A member of the Pakistani government called for Siddiqui to be released from U.S. custody and returned to Pakistan, according to the Express Tribune, a daily English-language newspaper based in Pakistan.
Siddiqui was transferred to the Federal Medical Center-Carswell prison in Fort Worth for medical reasons in 2008. Carswell is the only federal medical facility for women in the U.S., and incarcerated women across the country who have medical needs are often transferred to the prison.
Siddiqui told her attorney she was attacked in her cell on July 30, according to the Dallas-Fort Worth sector of the Council on American-Islamic Relations. Another woman reportedly smashed a coffee mug with scalding liquid into Siddiqui’s face. After the attack, Siddiqui was taken out of her cell in a wheelchair and then forced into solitary confinement, said CAIR Executive Director Faizan Syed.
Supporters have called for her release for years. In 2016, supporters gathered in front of the federal courthouse in downtown Fort Worth to demand proof that she was still alive and that she be released and returned to Pakistan.
In response to questions about Siddiqui’s allegations, the Bureau of Prisons said, “For privacy, safety, and security reasons, we do not comment on anecdotal allegations or discuss the conditions of confinement, or health status, for any inmate.”
Who is Aafia Siddiqui?
Siddiqui’s case is convoluted and filled with contradictions. A neuroscientist, Siddiqui graduated from the Massachusetts Institute of Technology. In the ’90s, she lived in the Boston area, and she moved back to Pakistan in 2002.

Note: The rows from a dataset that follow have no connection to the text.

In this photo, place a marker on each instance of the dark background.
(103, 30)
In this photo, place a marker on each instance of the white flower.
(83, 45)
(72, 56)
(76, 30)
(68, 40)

In Pakistan, she is widely portrayed as a heroine and martyr. Her family and supporters say the mother of three was falsely accused and used as a scapegoat in the “war on terror” after 9/11. In 2018, the Senate of Pakistan unanimously passed a resolution to take up the matter of Siddiqui’s freedom with the U.S., referring to her as “the Daughter of the Nation.”
U.S. authorities say she is a dangerous terrorist with ties to the ringleader of 9/11. Counter-terrorism groups have dubbed her “Lady al-Qaida,” and U.S. officials once described her as “the most wanted woman in the world.” The U.S. government has refused to trade her for American hostages multiple times, including for journalist James Foley prior to his execution by ISIS.

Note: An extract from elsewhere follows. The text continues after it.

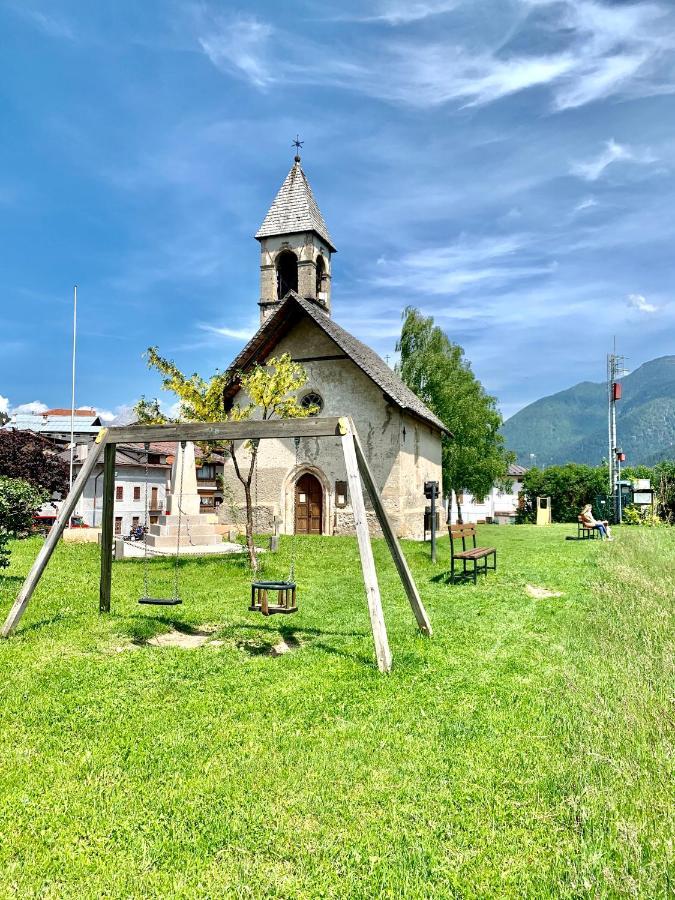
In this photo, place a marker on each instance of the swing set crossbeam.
(358, 474)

According to an appeal filed by Siddiqui’s lawyer in 2014, Siddiqui was kidnapped by Pakistani police in 2003. She was held in the custody of Pakistani and/or American security forces for five years and subjected to physical and psychological torture at the Bagram Detention Center north of Kabul, the attorney said.

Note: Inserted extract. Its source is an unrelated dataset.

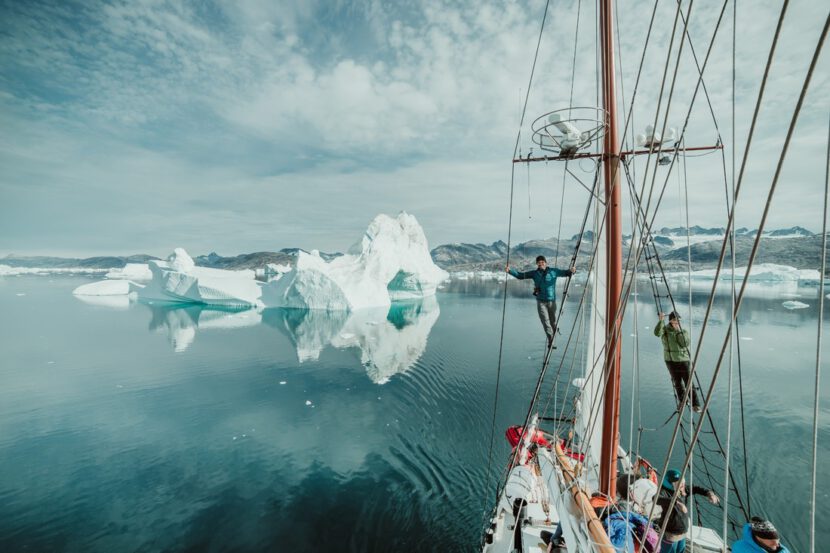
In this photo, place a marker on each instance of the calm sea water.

According to the Department of Justice, Siddiqui was on the run for those five years, and she detained in Afghanistan in 2008. Officers who searched her found documents about the creation of explosives, descriptions of American landmarks and sealed bottles of chemicals, according to a press release about her arrest. While in the Afghan facility, U.S. Army officers said Sidiqqui grabbed a rifle from an officer, pointed it at a captain and yelled, “May the blood of [unintelligible] be directly on your [unintelligible, possibly head or hands].”
An interpreter lunged at her and pushed the rifle away as Siddiqui pulled the trigger, according to the DOJ. Siddiqui fired at least two shots but did not hit anyone. An Army officer shot Siddqui in the torso.
Syed, who spoke with the Star-Telegram about Siddiqui in September, said her case is one example of how Islamophobia rose dramatically after the September 11 terror attacks. He said Islamophobia became a “political tool” that was used in cases like Siddiquis.
In an interview in Septermber, Syed said based on CAIR’s work on Siddiqui’s case, he believes she is innocent. He hopes more officials demand Siddiqui’s release.
“I really hope one day, the U.S. is able to get her back to her family and get her the mental health help she needs,” he told the Star-Telegram at the time.
Syed said the evidence in Siddiqui’s case contradicts this claim. The intense Islamaphobia in the decade after 9/11 tainted the jury and the judge against Siddiqui, he said. Siddiqui was declared mentally impaired by a psychologist at Carswell, but the diagnosis was later thrown out after further evaluation.
“The whole example of Dr. Aafia is one of the biggest cases of injustice that is blatant and obvious,” Syed said. “The sin of that is still going on with her being incarcerated and the (prison) cannot even keep her safe. Why she is still being held is beyond me, and it is a stain on the United States and its reputation.”